Zweifelsohne ist es ein Teil der Wahrheit, dass die beiden Auswärtsspiele in Düsseldorf und Nürnberg mit einem Treffer der Roosters in ihren Drangphasen wahrscheinlich anders gelaufen wären – auf der anderen Seite gibt es schlicht und einfach auch Aspekte, die den allerletzten Punch verhindern. Punkt Eins: Die Specialteams: „Unser Powerplay sieht auswärts leider komplett anders aus als bei uns am Seilersee. Die Eisflächen sind die gleichen und die Jungs haben ja schon gezeigt, dass sie es können – es ist eine Frage des Selbstvertrauens“, erklärt Shedden. Ähnliches gilt für das Unterzahlspiel: Die Roosters nehmen zwar die wenigsten Strafen der Liga, haben aber auch gleichzeitig die schlechteste Unterzahlquote – ersterer Aspekt ist positiv, letzterer natürlich nicht. „Grundsätzlich spiele ich erstmal lieber seltener Unterzahl. Dass die Quote bei einer kleineren Stichprobe vielleicht nicht die beste ist, ist auch klar. Aber wir waren zuletzt immer ein kleines bisschen zu weit weg, konnten unsere Formation nicht halten. Das muss besser werden, wir wissen, dass in den vielen engen Spielen, die uns noch erwarten, die Special Teams den Ausschlag geben können“, fordert Shedden.

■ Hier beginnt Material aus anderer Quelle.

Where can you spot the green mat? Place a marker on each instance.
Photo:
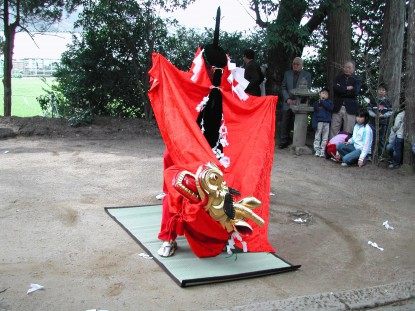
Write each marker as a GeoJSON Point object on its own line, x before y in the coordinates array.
{"type": "Point", "coordinates": [143, 222]}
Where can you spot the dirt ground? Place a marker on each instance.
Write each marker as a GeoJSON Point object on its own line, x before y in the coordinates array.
{"type": "Point", "coordinates": [55, 182]}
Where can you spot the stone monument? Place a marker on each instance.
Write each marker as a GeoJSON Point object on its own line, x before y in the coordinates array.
{"type": "Point", "coordinates": [301, 109]}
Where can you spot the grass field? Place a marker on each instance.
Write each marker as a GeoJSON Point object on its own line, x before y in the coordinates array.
{"type": "Point", "coordinates": [24, 93]}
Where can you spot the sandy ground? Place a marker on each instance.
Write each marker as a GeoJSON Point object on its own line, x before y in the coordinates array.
{"type": "Point", "coordinates": [54, 230]}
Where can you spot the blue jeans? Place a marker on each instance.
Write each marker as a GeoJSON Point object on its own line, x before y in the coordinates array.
{"type": "Point", "coordinates": [395, 151]}
{"type": "Point", "coordinates": [383, 129]}
{"type": "Point", "coordinates": [349, 153]}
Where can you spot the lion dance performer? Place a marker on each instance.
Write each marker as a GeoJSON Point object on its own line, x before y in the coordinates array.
{"type": "Point", "coordinates": [219, 153]}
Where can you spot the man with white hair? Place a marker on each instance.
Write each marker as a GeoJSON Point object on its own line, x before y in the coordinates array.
{"type": "Point", "coordinates": [346, 88]}
{"type": "Point", "coordinates": [292, 78]}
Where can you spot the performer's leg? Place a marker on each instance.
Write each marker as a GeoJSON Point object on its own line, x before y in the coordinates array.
{"type": "Point", "coordinates": [167, 234]}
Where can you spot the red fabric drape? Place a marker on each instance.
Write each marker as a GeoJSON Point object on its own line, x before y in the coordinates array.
{"type": "Point", "coordinates": [251, 127]}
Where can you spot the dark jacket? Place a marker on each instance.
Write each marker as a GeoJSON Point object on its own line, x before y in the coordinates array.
{"type": "Point", "coordinates": [322, 110]}
{"type": "Point", "coordinates": [255, 77]}
{"type": "Point", "coordinates": [344, 97]}
{"type": "Point", "coordinates": [384, 113]}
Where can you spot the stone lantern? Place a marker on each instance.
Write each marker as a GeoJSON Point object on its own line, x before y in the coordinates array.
{"type": "Point", "coordinates": [301, 108]}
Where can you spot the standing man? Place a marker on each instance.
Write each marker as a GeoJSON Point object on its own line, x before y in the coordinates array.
{"type": "Point", "coordinates": [253, 73]}
{"type": "Point", "coordinates": [291, 80]}
{"type": "Point", "coordinates": [346, 88]}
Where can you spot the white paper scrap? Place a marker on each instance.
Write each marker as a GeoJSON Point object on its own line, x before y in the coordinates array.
{"type": "Point", "coordinates": [144, 255]}
{"type": "Point", "coordinates": [387, 225]}
{"type": "Point", "coordinates": [300, 220]}
{"type": "Point", "coordinates": [375, 245]}
{"type": "Point", "coordinates": [34, 287]}
{"type": "Point", "coordinates": [160, 196]}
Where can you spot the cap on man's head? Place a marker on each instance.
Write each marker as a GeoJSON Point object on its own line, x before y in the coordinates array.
{"type": "Point", "coordinates": [250, 54]}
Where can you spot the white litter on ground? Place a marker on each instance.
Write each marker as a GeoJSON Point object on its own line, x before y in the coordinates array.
{"type": "Point", "coordinates": [387, 225]}
{"type": "Point", "coordinates": [375, 245]}
{"type": "Point", "coordinates": [34, 287]}
{"type": "Point", "coordinates": [300, 220]}
{"type": "Point", "coordinates": [160, 196]}
{"type": "Point", "coordinates": [144, 255]}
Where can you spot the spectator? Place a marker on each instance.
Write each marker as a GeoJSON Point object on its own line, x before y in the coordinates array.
{"type": "Point", "coordinates": [291, 81]}
{"type": "Point", "coordinates": [253, 73]}
{"type": "Point", "coordinates": [358, 147]}
{"type": "Point", "coordinates": [381, 107]}
{"type": "Point", "coordinates": [346, 88]}
{"type": "Point", "coordinates": [322, 115]}
{"type": "Point", "coordinates": [395, 144]}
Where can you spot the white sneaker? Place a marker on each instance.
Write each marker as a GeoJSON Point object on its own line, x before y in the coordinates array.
{"type": "Point", "coordinates": [167, 249]}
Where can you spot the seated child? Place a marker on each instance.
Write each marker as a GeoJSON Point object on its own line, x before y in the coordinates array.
{"type": "Point", "coordinates": [395, 144]}
{"type": "Point", "coordinates": [331, 148]}
{"type": "Point", "coordinates": [357, 148]}
{"type": "Point", "coordinates": [380, 106]}
{"type": "Point", "coordinates": [322, 116]}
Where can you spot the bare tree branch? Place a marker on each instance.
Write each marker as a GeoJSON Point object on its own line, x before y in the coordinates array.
{"type": "Point", "coordinates": [318, 16]}
{"type": "Point", "coordinates": [258, 19]}
{"type": "Point", "coordinates": [30, 35]}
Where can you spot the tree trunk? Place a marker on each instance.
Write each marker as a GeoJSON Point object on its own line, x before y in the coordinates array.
{"type": "Point", "coordinates": [8, 66]}
{"type": "Point", "coordinates": [339, 38]}
{"type": "Point", "coordinates": [279, 57]}
{"type": "Point", "coordinates": [9, 33]}
{"type": "Point", "coordinates": [392, 49]}
{"type": "Point", "coordinates": [410, 87]}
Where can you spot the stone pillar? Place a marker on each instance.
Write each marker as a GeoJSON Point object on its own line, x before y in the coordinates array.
{"type": "Point", "coordinates": [300, 129]}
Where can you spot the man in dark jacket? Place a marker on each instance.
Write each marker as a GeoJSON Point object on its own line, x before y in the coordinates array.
{"type": "Point", "coordinates": [346, 89]}
{"type": "Point", "coordinates": [253, 73]}
{"type": "Point", "coordinates": [292, 78]}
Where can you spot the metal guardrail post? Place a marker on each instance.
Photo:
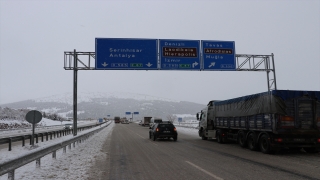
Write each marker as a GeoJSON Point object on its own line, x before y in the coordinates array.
{"type": "Point", "coordinates": [38, 162]}
{"type": "Point", "coordinates": [10, 143]}
{"type": "Point", "coordinates": [36, 138]}
{"type": "Point", "coordinates": [11, 175]}
{"type": "Point", "coordinates": [54, 154]}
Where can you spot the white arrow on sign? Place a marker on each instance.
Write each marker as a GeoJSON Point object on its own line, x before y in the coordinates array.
{"type": "Point", "coordinates": [212, 64]}
{"type": "Point", "coordinates": [194, 64]}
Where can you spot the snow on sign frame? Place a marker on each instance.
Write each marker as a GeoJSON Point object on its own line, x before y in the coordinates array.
{"type": "Point", "coordinates": [126, 54]}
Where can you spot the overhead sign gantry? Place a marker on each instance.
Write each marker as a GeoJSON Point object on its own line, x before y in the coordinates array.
{"type": "Point", "coordinates": [165, 54]}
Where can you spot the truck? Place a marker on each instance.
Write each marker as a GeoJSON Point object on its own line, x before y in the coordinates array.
{"type": "Point", "coordinates": [117, 119]}
{"type": "Point", "coordinates": [100, 120]}
{"type": "Point", "coordinates": [268, 121]}
{"type": "Point", "coordinates": [146, 121]}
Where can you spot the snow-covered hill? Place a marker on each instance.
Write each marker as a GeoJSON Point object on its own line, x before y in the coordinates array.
{"type": "Point", "coordinates": [93, 105]}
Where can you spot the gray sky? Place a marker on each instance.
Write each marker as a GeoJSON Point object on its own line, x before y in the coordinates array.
{"type": "Point", "coordinates": [35, 34]}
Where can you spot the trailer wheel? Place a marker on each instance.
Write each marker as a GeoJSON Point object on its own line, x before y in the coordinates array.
{"type": "Point", "coordinates": [252, 142]}
{"type": "Point", "coordinates": [311, 150]}
{"type": "Point", "coordinates": [265, 144]}
{"type": "Point", "coordinates": [242, 139]}
{"type": "Point", "coordinates": [219, 137]}
{"type": "Point", "coordinates": [175, 138]}
{"type": "Point", "coordinates": [203, 137]}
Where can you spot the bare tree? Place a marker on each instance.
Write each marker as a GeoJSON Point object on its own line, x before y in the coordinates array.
{"type": "Point", "coordinates": [171, 118]}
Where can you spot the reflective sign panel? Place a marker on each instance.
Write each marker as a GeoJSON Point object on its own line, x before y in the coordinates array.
{"type": "Point", "coordinates": [218, 55]}
{"type": "Point", "coordinates": [126, 54]}
{"type": "Point", "coordinates": [179, 54]}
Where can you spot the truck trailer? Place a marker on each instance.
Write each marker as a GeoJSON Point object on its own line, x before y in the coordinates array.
{"type": "Point", "coordinates": [117, 119]}
{"type": "Point", "coordinates": [268, 121]}
{"type": "Point", "coordinates": [146, 121]}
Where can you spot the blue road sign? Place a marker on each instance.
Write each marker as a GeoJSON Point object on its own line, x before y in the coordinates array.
{"type": "Point", "coordinates": [126, 54]}
{"type": "Point", "coordinates": [179, 54]}
{"type": "Point", "coordinates": [219, 55]}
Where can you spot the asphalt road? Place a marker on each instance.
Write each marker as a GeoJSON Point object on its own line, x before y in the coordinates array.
{"type": "Point", "coordinates": [132, 155]}
{"type": "Point", "coordinates": [29, 132]}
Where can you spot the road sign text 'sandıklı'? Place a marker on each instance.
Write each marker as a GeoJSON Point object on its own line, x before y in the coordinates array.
{"type": "Point", "coordinates": [179, 52]}
{"type": "Point", "coordinates": [123, 53]}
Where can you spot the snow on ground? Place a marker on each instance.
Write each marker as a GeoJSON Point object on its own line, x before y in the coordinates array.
{"type": "Point", "coordinates": [74, 164]}
{"type": "Point", "coordinates": [44, 123]}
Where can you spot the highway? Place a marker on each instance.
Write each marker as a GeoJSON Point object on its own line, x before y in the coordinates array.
{"type": "Point", "coordinates": [132, 155]}
{"type": "Point", "coordinates": [23, 132]}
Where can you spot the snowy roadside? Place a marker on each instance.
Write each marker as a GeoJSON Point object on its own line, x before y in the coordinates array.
{"type": "Point", "coordinates": [72, 165]}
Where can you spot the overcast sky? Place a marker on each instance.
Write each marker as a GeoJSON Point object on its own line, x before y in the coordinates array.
{"type": "Point", "coordinates": [35, 34]}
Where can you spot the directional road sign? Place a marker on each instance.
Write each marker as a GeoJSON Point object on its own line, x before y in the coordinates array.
{"type": "Point", "coordinates": [126, 54]}
{"type": "Point", "coordinates": [179, 54]}
{"type": "Point", "coordinates": [218, 55]}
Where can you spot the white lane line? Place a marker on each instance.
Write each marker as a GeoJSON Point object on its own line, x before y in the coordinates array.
{"type": "Point", "coordinates": [210, 174]}
{"type": "Point", "coordinates": [146, 138]}
{"type": "Point", "coordinates": [141, 136]}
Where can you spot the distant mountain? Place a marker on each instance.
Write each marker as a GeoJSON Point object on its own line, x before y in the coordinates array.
{"type": "Point", "coordinates": [100, 105]}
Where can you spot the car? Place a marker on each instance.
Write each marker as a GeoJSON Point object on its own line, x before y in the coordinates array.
{"type": "Point", "coordinates": [164, 129]}
{"type": "Point", "coordinates": [68, 126]}
{"type": "Point", "coordinates": [125, 122]}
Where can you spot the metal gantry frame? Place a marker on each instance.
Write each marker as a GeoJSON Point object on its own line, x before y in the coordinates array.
{"type": "Point", "coordinates": [244, 62]}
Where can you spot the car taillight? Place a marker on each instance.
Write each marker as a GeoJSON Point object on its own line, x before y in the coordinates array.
{"type": "Point", "coordinates": [278, 139]}
{"type": "Point", "coordinates": [286, 121]}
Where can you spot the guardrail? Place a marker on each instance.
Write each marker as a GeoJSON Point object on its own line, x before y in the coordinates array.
{"type": "Point", "coordinates": [54, 134]}
{"type": "Point", "coordinates": [10, 166]}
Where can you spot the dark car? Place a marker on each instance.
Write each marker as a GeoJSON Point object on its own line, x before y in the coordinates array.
{"type": "Point", "coordinates": [163, 130]}
{"type": "Point", "coordinates": [68, 126]}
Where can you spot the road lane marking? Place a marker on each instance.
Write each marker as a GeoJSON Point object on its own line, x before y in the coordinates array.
{"type": "Point", "coordinates": [140, 136]}
{"type": "Point", "coordinates": [210, 174]}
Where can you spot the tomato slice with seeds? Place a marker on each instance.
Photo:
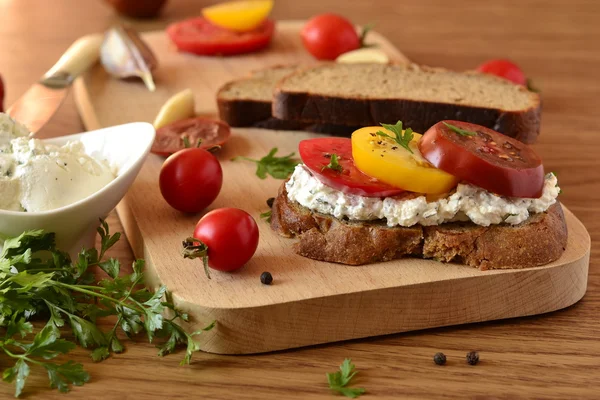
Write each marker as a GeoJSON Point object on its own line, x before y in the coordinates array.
{"type": "Point", "coordinates": [485, 158]}
{"type": "Point", "coordinates": [316, 155]}
{"type": "Point", "coordinates": [198, 36]}
{"type": "Point", "coordinates": [170, 138]}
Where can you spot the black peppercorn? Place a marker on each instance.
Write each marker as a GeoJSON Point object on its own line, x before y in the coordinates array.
{"type": "Point", "coordinates": [439, 358]}
{"type": "Point", "coordinates": [266, 278]}
{"type": "Point", "coordinates": [472, 357]}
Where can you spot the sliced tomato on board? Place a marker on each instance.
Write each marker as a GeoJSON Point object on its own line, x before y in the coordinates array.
{"type": "Point", "coordinates": [316, 155]}
{"type": "Point", "coordinates": [170, 138]}
{"type": "Point", "coordinates": [484, 157]}
{"type": "Point", "coordinates": [198, 36]}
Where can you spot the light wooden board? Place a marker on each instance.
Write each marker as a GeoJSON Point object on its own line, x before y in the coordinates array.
{"type": "Point", "coordinates": [310, 302]}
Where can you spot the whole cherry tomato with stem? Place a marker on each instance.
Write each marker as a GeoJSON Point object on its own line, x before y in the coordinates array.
{"type": "Point", "coordinates": [327, 36]}
{"type": "Point", "coordinates": [191, 179]}
{"type": "Point", "coordinates": [504, 69]}
{"type": "Point", "coordinates": [225, 239]}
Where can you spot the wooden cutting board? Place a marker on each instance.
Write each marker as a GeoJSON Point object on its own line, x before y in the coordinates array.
{"type": "Point", "coordinates": [310, 302]}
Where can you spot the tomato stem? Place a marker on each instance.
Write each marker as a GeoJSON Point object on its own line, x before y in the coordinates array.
{"type": "Point", "coordinates": [195, 248]}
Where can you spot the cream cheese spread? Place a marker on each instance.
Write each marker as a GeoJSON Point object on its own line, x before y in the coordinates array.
{"type": "Point", "coordinates": [35, 176]}
{"type": "Point", "coordinates": [467, 202]}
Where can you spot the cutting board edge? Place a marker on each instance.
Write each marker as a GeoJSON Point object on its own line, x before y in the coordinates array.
{"type": "Point", "coordinates": [273, 327]}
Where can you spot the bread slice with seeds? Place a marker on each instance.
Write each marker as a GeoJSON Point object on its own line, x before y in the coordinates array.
{"type": "Point", "coordinates": [539, 240]}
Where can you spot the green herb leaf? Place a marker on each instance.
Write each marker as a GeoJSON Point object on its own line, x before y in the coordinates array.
{"type": "Point", "coordinates": [402, 137]}
{"type": "Point", "coordinates": [334, 163]}
{"type": "Point", "coordinates": [340, 379]}
{"type": "Point", "coordinates": [68, 373]}
{"type": "Point", "coordinates": [36, 279]}
{"type": "Point", "coordinates": [277, 167]}
{"type": "Point", "coordinates": [18, 372]}
{"type": "Point", "coordinates": [462, 132]}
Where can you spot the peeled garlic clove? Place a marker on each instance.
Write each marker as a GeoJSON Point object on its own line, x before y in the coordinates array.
{"type": "Point", "coordinates": [124, 54]}
{"type": "Point", "coordinates": [179, 107]}
{"type": "Point", "coordinates": [365, 55]}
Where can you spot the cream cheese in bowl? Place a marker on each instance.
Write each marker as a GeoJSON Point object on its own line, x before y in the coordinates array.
{"type": "Point", "coordinates": [37, 176]}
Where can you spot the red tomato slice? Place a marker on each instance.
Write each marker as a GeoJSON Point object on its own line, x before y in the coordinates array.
{"type": "Point", "coordinates": [316, 155]}
{"type": "Point", "coordinates": [198, 36]}
{"type": "Point", "coordinates": [169, 138]}
{"type": "Point", "coordinates": [484, 157]}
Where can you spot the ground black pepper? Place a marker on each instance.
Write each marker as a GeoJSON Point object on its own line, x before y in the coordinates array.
{"type": "Point", "coordinates": [439, 358]}
{"type": "Point", "coordinates": [472, 357]}
{"type": "Point", "coordinates": [266, 278]}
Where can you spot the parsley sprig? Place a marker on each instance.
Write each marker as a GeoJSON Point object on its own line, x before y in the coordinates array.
{"type": "Point", "coordinates": [338, 381]}
{"type": "Point", "coordinates": [460, 131]}
{"type": "Point", "coordinates": [277, 167]}
{"type": "Point", "coordinates": [334, 163]}
{"type": "Point", "coordinates": [402, 137]}
{"type": "Point", "coordinates": [36, 279]}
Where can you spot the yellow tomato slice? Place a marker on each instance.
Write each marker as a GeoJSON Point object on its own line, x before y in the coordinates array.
{"type": "Point", "coordinates": [382, 158]}
{"type": "Point", "coordinates": [238, 15]}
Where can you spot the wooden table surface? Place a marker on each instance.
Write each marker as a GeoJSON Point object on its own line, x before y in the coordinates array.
{"type": "Point", "coordinates": [557, 355]}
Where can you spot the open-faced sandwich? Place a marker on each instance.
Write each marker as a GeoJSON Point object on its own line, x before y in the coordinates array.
{"type": "Point", "coordinates": [458, 193]}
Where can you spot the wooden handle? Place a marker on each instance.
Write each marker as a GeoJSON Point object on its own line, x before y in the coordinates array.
{"type": "Point", "coordinates": [80, 56]}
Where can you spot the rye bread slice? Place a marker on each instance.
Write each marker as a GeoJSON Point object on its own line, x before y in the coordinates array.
{"type": "Point", "coordinates": [247, 101]}
{"type": "Point", "coordinates": [370, 94]}
{"type": "Point", "coordinates": [539, 240]}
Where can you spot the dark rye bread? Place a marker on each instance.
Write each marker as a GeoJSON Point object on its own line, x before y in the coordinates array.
{"type": "Point", "coordinates": [370, 94]}
{"type": "Point", "coordinates": [247, 101]}
{"type": "Point", "coordinates": [539, 240]}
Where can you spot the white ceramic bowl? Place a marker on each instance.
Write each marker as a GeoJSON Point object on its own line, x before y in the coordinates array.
{"type": "Point", "coordinates": [125, 147]}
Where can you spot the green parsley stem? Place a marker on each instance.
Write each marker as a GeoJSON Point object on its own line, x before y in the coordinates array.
{"type": "Point", "coordinates": [22, 356]}
{"type": "Point", "coordinates": [92, 293]}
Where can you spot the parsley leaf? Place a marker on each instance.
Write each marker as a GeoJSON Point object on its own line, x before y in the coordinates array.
{"type": "Point", "coordinates": [334, 163]}
{"type": "Point", "coordinates": [277, 167]}
{"type": "Point", "coordinates": [36, 279]}
{"type": "Point", "coordinates": [402, 137]}
{"type": "Point", "coordinates": [462, 132]}
{"type": "Point", "coordinates": [340, 379]}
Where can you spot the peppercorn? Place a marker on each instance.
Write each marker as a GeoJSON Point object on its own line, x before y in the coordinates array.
{"type": "Point", "coordinates": [472, 357]}
{"type": "Point", "coordinates": [266, 278]}
{"type": "Point", "coordinates": [439, 358]}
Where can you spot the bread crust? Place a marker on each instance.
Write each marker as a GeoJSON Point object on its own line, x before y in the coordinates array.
{"type": "Point", "coordinates": [419, 115]}
{"type": "Point", "coordinates": [538, 241]}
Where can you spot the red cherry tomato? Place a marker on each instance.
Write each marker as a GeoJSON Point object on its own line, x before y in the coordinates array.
{"type": "Point", "coordinates": [198, 36]}
{"type": "Point", "coordinates": [1, 95]}
{"type": "Point", "coordinates": [230, 236]}
{"type": "Point", "coordinates": [316, 154]}
{"type": "Point", "coordinates": [483, 157]}
{"type": "Point", "coordinates": [327, 36]}
{"type": "Point", "coordinates": [190, 180]}
{"type": "Point", "coordinates": [170, 138]}
{"type": "Point", "coordinates": [505, 69]}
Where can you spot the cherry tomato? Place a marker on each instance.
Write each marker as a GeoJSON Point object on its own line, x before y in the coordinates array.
{"type": "Point", "coordinates": [1, 95]}
{"type": "Point", "coordinates": [483, 157]}
{"type": "Point", "coordinates": [228, 236]}
{"type": "Point", "coordinates": [326, 36]}
{"type": "Point", "coordinates": [198, 36]}
{"type": "Point", "coordinates": [505, 69]}
{"type": "Point", "coordinates": [170, 138]}
{"type": "Point", "coordinates": [191, 179]}
{"type": "Point", "coordinates": [316, 155]}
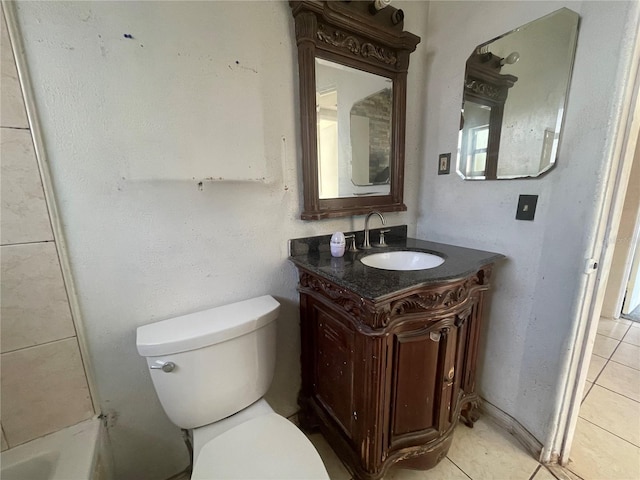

Punkt Zwei: Zielwasser – sowohl in Nürnberg als auch in Düsseldorf feuerten die Roosters deutlich mehr Schüsse in Richtung des gegnerischen Kastens ab, hatten aber in beiden Partien letztlich weniger Versuche, die auf den Kasten kamen, im Fleißheftchen stehen. Auch, dass der Gegner deutlich mehr geblockte Schüsse vorweisen konnte, ist kein Zufall – die Schussauswahl in der gegnerischen Zone ist sicherlich noch ausbaufähig, auch wenn hier seit Sheddens Ankunft mit einer Steigerung der bloßen Versuche zumindest schonmal der erste Schritt gemacht wurde. Denn wie sagte es der Kanadier bereits nach seiner ersten Trainingseinheit: „Wir müssen definitiv mehr schießen. Denn nur wer schießt, kann auch Tore machen.“ Was so banal klingt, ist für seine Mannschaft derzeit leider deutlich leichter gesagt als getan.
Die Gelegenheit zur Verbesserung wird es heute Nachmittag beim dritten Auswärtsspiel in hintereinander geben. Bis auf den erkrankten Maxim Rausch ist der komplette Roosters-Kader den Trip nach Süddeutschland angetreten, sodass Shedden die Möglichkeit hat, zumindest in der Defensive, in der Ben Thomas zuletzt als überzähliger Import-Spieler pausieren musste, ein wenig zu rotieren.